Yancey reached down and removed from the bag a five-pack of small white terry towels, the type used to buff cars. “These'd do the trick,” he said. “Once the rag's in place, you pour water over it real slow so that it fills his nasal passages, his sinuses, his throat. The idea is, the guy—or gal, there's no need to discriminate—won't drown, because his lungs are uphill from where the water pools, but honestly, most folks aspirate it anyway, or puke and fill their lungs with vomit. I've seen both, and it ain't pleasant. And of course, even though the manuals
say
water, really, any liquid will do. I like using something carbonated because the bubbles burn like a motherfucker and have a way of loosening the tongue.”

Yancey reached into the bag again, and removed two forties of Colt 45. Rafiq began to struggle atop his chair, though the zip-ties held him in place.

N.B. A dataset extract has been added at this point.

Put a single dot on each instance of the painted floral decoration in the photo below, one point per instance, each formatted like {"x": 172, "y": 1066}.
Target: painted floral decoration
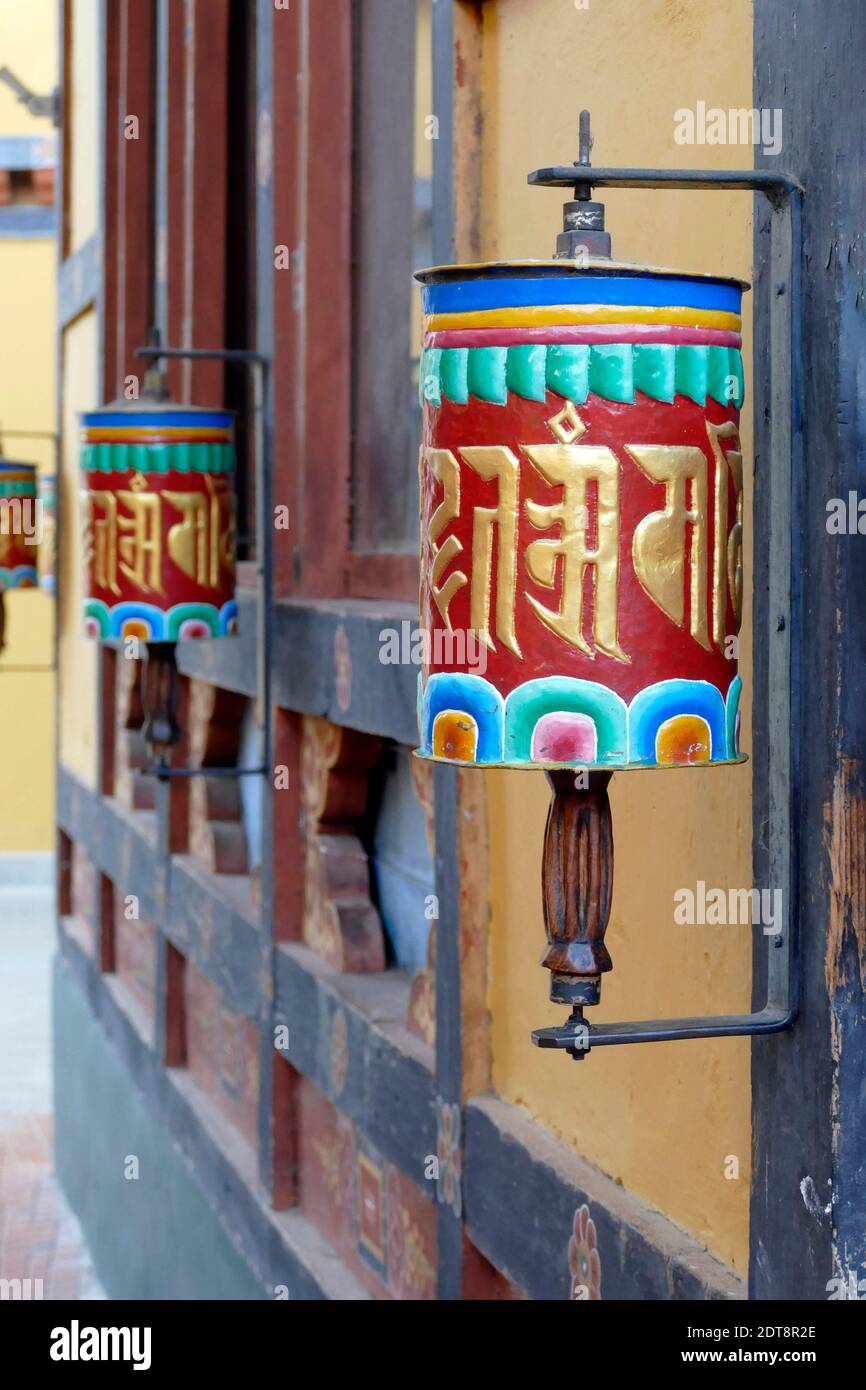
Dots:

“Oh, right,” Yancey said. “You people are forbidden to consume alcohol, aren't you? Well, then, you'd better start working on that list I asked for, or hope your God ain't watching.” He nodded to his men, who moved silently to either side of Rafiq, grabbed the chair, and tilted it backward, Rafiq screaming, until he lay with his head on the ground and his bare feet up in the air.

Yancey's phone chimed—a text. He read it. Smiled. Typed a brief reply.

“Sorry, Rafiq,” he said. “It looks like I'm not going to get to stay for the festivities. I've got other business to attend to. But don't you worry—I'm sure my boys will take good care of you.”